Recognizing this trend, Omidyar Network partnered with the MIT Governance Lab (MIT GOV/LAB) last year on a collaborative research project to understand how ICT interventions can bridge the gap between citizens and government.  Our premise:  The fact that civic tech platforms provide new and easier ways for citizens to voice their concerns to government does not necessarily mean that citizens will actually take advantage of them.

The on-going collaboration involves five research projects with practitioners in five different countries—the US, Guatemala, Kenya, Uruguay, and Liberia. Each project starts with researchers and practitioners working together to identify research questions that provide operationally useful information to the practitioner, as well as knowledge that can be used by a broader community. MIT GOV/LAB then designs a series of relatively short, small-scale experiments and matched case comparisons, often in conjunction with qualitative process tracing. Each iteration builds on the findings from previous rounds of research and aims to test which operational and design choices are most effective in improving citizen engagement and government responsiveness.

Early results suggest that civic tech organizations do well designing platforms that are easy to use and accessible to citizens in a variety of contexts such as urban and  rural settings. However, uptake of parliamentary monitoring and service delivery platforms by citizens remains low, especially among marginalized and under-resourced groups.

The findings also suggest something more problematic: Increased volume of citizen feedback through ICT channels does not necessarily translate into improved government response.  In other words, more input is not resulting in better outcomes.

The problem may rest with the thoroughness of citizen feedback received by government through the ICT channels.  Government officials often are already aware and understand the issues or desires expressed by citizens; however, this “thin” citizen feedback is not actionable.  For example, research conducted on a deployment of Ushahidi by the Guatemalan health NGO CEGSS (Centro de Estudios para la Equidad y Gobernanza en los Sistemas de Salud) health officials showed that they often already had the information that citizen users were providing through the SMS-based complaint platform. Before they could take action, what officials really needed was “thicker” information about the context and conditions of the problem.

The findings suggest a need for greater understanding of government as a customer in need of the right tools. We have found that often platforms don’t take into account how government officials and decision-makers perceive, use, and respond to these technologies as tools to help them not just identify problems, but to assist in solving them as well.

How do governments use the feedback they receive? What information do they want, but don’t currently get? Why don’t they act on the information they already receive? What format do they find the most useful? And, what types of officials are the most likely to use what types of ICT technologies? These are some questions that organizations need to address further.

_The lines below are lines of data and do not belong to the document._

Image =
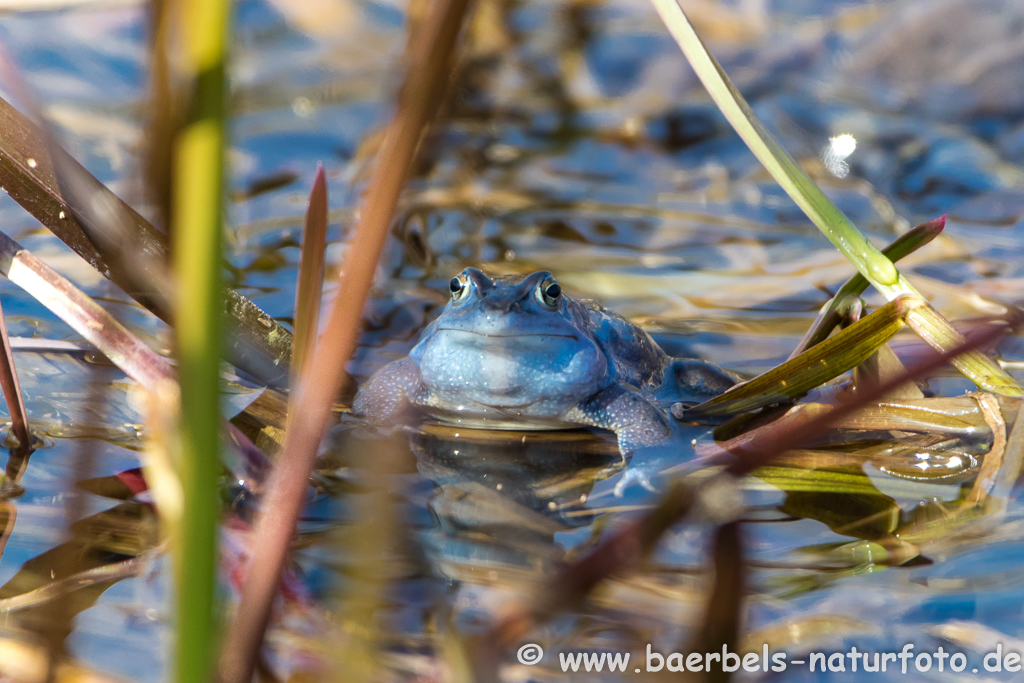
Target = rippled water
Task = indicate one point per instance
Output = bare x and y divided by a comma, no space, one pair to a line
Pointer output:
578,141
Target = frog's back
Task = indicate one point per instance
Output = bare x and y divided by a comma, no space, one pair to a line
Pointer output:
635,357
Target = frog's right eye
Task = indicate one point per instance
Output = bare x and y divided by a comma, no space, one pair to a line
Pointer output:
458,288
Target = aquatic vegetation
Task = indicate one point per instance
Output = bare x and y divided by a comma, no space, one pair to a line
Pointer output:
537,141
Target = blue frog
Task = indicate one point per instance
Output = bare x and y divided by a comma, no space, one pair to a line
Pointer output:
509,353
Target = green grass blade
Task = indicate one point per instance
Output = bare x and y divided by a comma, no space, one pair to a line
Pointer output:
197,214
815,366
878,269
830,314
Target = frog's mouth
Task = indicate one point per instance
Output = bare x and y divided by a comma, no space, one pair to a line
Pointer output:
511,335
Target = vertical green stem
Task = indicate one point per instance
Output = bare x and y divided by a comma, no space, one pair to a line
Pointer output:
197,211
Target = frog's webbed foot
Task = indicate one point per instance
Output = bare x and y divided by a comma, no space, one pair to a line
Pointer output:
647,440
386,397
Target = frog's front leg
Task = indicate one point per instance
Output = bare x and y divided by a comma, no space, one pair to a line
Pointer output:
389,393
645,436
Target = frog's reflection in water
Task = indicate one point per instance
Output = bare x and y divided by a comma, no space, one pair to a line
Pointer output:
502,497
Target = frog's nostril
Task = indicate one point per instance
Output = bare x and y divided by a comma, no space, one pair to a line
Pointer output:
497,303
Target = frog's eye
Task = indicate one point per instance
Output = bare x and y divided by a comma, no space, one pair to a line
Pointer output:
550,292
458,288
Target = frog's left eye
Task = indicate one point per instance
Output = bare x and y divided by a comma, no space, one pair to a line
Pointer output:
550,292
458,288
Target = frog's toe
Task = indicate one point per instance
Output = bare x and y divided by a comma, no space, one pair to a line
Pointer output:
636,476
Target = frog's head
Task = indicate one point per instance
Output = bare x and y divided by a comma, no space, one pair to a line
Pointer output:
505,343
504,307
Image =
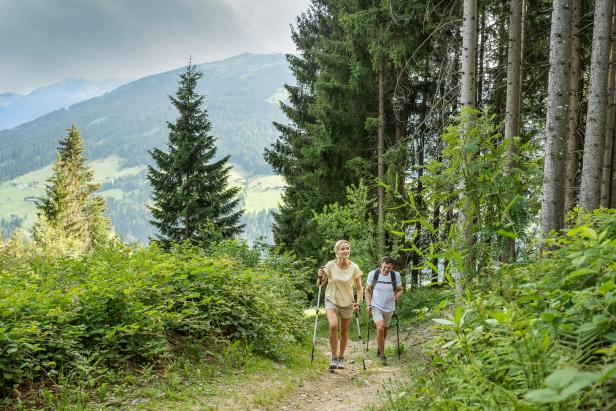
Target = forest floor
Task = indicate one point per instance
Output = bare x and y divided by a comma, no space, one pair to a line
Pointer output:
352,388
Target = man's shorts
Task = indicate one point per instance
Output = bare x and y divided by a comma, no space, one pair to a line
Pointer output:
343,312
378,315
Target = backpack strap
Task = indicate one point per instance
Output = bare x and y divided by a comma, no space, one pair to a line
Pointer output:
394,280
375,279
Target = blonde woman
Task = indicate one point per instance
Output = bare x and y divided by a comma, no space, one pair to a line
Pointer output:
340,275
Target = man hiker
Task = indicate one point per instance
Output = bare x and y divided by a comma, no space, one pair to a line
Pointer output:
383,289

Recognizing these implications, organizations may also want to think about developing and testing civic technologies – something akin to customer feedback systems – that help government officials respond more effectively to citizen feedback. Also, in addition to partnering with other players in the ecosystem such as civil society groups and telcos, organizations may need to partner with local governments to provide incentives for citizens from rural and marginalized groups to participate in the decision-making process. Critical mass around the adoption of these platforms will help create opportunities for innovation. This includes the development of new technologies that organize and prioritize a greater volume of feedback, as well as platforms that allow governments to monitor the quality of feedback to maximize constructive engagement.

Insights into the answers of some of these questions will be addressed in phase two of our research collaboration. This phase will test whether different iterations (modifications to the platforms) can help increase citizen engagement. In these situations, it will also explore alternate mechanisms to drive government responsiveness while suggesting ways for organizations to work more effectively with governments.